Group

Data within a table can be grouped based on any similar attribute, or key.

  • "I want to group a tradelog by Account.... or by Symbol... or by Account & Symbol."
  • "I want to group signals by Factor... or by PM-Group & Factor."
  • "I want to group slippage calculations by Sector, Vintage, and Exchange destination."

In Deephaven:

  • The by() method groups data. All fields other than the grouping column will be presented as arrays of the data from the corresponding rows in the source.
  • The ungroup() method does the opposite, expanding array elements into individual rows.
  • The byExternal() method divides a single table into multiple tables.

Note

See also: Aggregate and ColumnsToRowsTransform

by

The by method groups column content into arrays. If no arguments are defined in the method, the content of each column is grouped into its own array:

sourceTable.by("GroupingKey")

A new table is created containing all the distinct rows defined by the GroupingKey. For each column from the source table not listed in the by method, the new table adds a column with the same name, containing an array with one element for each row that maps to the given distinct grouping row.

Example 1

For this example, we'll create a simple table of 4 rows for 2 symbols from data in the StockTrades table:

source = db.t("LearnDeephaven", "StockTrades").where("USym in `AAPL`, `MSFT`").headBy(2 , "USym")

img

The goal for this example is to create a new table with the same number of columns as the source table, but instead of having four rows of data for each column, the content in the rows for each column will be grouped into an array using the by method with no arguments. The query follows:

t1=source.by()

img

Example 2

The goal for this example is to group the content based on the distinct values in the USym. The query follows:

t2=source.by("USym")

When this query runs, the following table is generated. There are two distinct values in the USym column, so the final table has two rows.

img

In the source table, there are two rows for each distinct USym, so there are two values in each array.

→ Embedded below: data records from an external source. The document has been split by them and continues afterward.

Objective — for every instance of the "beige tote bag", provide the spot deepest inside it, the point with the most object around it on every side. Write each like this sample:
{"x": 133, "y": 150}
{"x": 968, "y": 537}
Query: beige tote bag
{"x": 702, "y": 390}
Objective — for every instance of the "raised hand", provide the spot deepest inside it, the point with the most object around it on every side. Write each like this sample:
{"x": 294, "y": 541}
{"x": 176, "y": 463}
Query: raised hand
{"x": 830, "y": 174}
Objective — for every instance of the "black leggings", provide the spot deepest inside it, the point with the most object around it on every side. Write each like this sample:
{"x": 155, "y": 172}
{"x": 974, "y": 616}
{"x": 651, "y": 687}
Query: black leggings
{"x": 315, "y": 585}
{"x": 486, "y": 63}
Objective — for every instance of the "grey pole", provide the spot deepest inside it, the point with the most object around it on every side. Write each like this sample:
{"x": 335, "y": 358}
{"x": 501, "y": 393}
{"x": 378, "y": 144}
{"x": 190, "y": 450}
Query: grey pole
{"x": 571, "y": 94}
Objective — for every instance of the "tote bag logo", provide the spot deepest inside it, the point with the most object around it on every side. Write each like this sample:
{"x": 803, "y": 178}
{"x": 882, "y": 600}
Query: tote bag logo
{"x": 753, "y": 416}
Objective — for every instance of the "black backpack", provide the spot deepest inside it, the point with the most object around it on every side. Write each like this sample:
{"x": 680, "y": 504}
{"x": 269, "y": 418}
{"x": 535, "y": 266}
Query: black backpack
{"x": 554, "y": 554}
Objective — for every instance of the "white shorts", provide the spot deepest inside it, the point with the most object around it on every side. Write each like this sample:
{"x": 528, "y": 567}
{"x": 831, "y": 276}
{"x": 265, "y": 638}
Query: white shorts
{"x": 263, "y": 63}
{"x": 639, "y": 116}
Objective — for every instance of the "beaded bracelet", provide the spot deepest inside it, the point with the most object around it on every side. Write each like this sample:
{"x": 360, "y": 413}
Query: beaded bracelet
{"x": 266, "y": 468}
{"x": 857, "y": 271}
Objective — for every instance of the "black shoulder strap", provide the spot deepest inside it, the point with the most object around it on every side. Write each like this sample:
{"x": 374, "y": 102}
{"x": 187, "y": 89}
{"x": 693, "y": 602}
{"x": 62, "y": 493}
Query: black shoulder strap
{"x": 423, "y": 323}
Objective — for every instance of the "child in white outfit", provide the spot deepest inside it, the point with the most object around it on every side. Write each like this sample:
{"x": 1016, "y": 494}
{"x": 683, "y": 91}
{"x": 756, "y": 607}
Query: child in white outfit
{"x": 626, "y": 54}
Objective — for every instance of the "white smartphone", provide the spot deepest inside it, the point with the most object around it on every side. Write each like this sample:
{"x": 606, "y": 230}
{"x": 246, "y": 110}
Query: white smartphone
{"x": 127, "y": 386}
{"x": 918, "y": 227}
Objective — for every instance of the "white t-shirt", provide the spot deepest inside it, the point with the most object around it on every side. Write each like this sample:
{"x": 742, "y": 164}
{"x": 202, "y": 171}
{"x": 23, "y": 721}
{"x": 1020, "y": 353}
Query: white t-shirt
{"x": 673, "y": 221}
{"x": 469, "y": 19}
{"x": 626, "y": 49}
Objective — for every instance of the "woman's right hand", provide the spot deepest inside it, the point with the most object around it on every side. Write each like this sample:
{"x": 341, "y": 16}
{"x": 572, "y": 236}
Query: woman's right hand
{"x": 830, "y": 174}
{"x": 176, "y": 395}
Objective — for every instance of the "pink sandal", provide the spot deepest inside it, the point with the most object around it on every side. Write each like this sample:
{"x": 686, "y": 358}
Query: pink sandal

Example 3 The goal for this example is to group the content based on whether the values in the Size column are even or odd. The query follows:

t3=source.by("Parity=Size%2")

When this query runs, the following table is generated. A new column titled Parity holds the modulus (remainder) values of 1 or 0.

img

The values in the other columns are then evaluated for those moduli and then grouped into the corresponding arrays for each column. Therefore, the t3 table has only two rows of data - one for odd values and one for even values.

ungroup

ungroup is the inverse of the by method:

sourceTable.ungroup()

The ungroup method unwraps content from an array and builds a brand new data structure to hold the unwrapped content. There are two forms of ungroup:

  • No argument: If no argument is presented, all array columns from the source table will be unwrapped into separate rows. Consequently, all array columns in each row must have the same number of values.
  • Explicit array column list: Only columns specified will be unwrapped.

Example 4

The goal for this example is to unwrap all of the arrays for each column. Because we want to unwrap them all, no argument is needed. The query follows:

t4=t1.ungroup()

"t4" should look familiar - the first grouped table ("t1") has been returned to its original state:

img

Deephaven unwraps the array elements in the single row table into a table with four rows.

Example 5

The goal for this example is to unwrap one array column while leaving the other array columns intact. The query follows:

t5=t2.ungroup("Date")

img

byExternal

A TableMap is a collection of Deephaven Tables, each with a key. A TableMap allows you to divide a table into segments within a query and is one of the ways to employ multi-threading. The most common method of creating a TableMap is to use the byExternal method:

sourceTable.byExternal(columnNames)

byExternal divides a single table into multiple tables, which are defined by unique key-value pairs in a TableMap. The keys are determined by the column names used in the argument.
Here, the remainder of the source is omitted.